I also wanted to do some summary visualizations as part of the infographic, so while my D3 script was calculating the large array, it also captured some of the aggregate data I needed for those other bits.
Then I used D3 to generate the large visualization that dominates the graphic. I built this in pieces – first the rectangles displaying the chapters and key characters and their relative happiness. This was the part that took the longest because I was trying many different visual approaches, starting with my sketch ideas, then abandoning those, and moving on to newer ideas. The main challenge was showing the two couples in a way that it was easy to see the relative happiness of the individual characters, as well as the couples as a whole, and having them related to each other yet separate. And I had to find a way to include showing when the key characters were thinking/speaking about their counterparts without overwhelming or confusing the eye.

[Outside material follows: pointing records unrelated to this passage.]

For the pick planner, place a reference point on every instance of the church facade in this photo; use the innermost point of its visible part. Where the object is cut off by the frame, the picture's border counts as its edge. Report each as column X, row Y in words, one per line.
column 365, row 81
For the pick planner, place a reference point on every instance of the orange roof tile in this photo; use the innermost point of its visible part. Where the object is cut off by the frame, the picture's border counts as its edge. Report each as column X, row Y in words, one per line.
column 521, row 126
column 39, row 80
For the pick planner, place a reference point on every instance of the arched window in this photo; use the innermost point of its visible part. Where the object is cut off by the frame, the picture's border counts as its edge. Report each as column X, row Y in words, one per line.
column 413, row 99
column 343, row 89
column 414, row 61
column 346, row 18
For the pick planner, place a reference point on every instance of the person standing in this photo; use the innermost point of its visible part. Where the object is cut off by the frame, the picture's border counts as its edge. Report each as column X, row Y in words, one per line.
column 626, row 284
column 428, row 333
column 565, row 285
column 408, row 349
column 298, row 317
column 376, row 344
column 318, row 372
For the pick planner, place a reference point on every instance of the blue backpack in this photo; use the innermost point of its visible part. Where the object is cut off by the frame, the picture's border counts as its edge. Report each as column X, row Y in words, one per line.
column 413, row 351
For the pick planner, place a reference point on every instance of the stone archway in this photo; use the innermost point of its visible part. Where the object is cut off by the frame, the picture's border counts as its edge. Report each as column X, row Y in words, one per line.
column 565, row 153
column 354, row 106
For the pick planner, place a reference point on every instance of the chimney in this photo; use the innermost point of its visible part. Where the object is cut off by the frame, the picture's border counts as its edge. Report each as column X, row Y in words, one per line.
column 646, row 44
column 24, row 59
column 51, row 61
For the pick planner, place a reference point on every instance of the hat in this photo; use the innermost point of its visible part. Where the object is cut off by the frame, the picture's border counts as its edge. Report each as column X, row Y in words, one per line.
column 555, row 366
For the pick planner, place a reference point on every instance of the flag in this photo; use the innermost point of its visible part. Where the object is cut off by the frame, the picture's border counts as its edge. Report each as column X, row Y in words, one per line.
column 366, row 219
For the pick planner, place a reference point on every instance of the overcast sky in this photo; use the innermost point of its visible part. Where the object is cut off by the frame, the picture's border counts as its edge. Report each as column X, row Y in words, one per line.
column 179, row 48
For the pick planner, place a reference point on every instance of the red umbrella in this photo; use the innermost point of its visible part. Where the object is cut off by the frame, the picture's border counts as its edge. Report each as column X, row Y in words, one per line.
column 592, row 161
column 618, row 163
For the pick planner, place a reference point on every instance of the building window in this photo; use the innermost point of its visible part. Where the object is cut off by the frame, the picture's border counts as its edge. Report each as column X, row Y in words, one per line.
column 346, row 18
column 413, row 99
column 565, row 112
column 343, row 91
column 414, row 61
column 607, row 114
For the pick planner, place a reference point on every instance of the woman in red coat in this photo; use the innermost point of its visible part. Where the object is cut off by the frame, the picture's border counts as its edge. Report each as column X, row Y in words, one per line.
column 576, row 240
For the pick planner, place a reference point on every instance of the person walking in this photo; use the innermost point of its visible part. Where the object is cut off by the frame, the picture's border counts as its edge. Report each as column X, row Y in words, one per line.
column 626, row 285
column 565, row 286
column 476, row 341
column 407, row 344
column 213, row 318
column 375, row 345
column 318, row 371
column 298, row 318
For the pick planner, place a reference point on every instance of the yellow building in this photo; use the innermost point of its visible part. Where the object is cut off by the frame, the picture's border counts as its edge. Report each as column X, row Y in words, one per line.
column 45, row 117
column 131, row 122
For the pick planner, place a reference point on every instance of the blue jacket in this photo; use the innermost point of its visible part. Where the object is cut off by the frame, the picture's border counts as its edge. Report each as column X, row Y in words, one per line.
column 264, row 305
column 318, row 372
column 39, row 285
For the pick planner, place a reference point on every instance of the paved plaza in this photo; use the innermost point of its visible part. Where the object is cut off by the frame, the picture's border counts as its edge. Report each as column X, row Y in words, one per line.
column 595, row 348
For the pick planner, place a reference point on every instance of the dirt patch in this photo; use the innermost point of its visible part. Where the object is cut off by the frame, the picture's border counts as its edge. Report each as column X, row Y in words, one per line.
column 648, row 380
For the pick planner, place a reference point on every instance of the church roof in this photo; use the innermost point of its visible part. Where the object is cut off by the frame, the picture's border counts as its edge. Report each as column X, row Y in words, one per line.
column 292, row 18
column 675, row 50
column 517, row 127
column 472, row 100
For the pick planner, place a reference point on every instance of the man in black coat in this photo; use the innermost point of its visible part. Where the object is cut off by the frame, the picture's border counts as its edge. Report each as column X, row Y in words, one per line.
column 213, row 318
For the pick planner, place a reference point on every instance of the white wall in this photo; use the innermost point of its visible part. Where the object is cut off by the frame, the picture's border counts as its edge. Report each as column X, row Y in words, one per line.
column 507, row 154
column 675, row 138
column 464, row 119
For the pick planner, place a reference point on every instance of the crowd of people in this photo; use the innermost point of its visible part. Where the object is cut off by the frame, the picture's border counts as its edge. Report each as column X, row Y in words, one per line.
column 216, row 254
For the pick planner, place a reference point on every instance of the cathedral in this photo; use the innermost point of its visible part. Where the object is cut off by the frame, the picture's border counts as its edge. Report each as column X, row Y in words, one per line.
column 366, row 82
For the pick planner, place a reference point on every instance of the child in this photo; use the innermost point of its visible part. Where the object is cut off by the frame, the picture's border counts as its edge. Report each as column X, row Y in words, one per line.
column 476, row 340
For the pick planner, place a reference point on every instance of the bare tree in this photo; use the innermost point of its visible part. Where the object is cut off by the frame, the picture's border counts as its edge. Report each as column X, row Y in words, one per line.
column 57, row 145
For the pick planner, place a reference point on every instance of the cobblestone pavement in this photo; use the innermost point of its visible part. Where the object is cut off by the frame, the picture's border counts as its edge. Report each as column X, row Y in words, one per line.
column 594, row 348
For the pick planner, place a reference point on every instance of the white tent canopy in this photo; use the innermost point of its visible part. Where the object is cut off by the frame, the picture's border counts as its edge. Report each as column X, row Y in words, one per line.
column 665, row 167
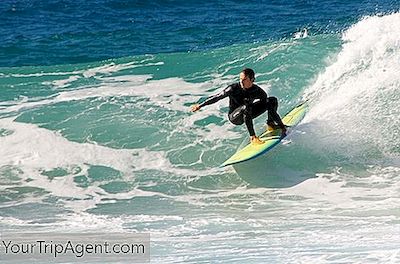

Once I had the main graphic pretty much working, I downloaded the SVG file and brought it into Illustrator and manually adjusted it for hours and hours, while adding all of the typography and smaller visualizations by hand. The only other thing I generated automatically in D3 were the average happiness visualizations – I wanted to be sure that those little squares were in exactly the right spot based on the relative happiness scores.
This kind of project takes a very long time. I worked in multiple technologies, created many different kinds of scripts, automated some processes, worked meticulously and manually on others, and carefully curated and wrote just the content and tight story line that focused in on what I wanted to talk about. I did not track my time on this project but I would estimate it took at least 100 hours, possibly more like 150+.
I hope this play by play explanation of what I did is helpful and interesting. And, more importantly, I hope you like the infographic!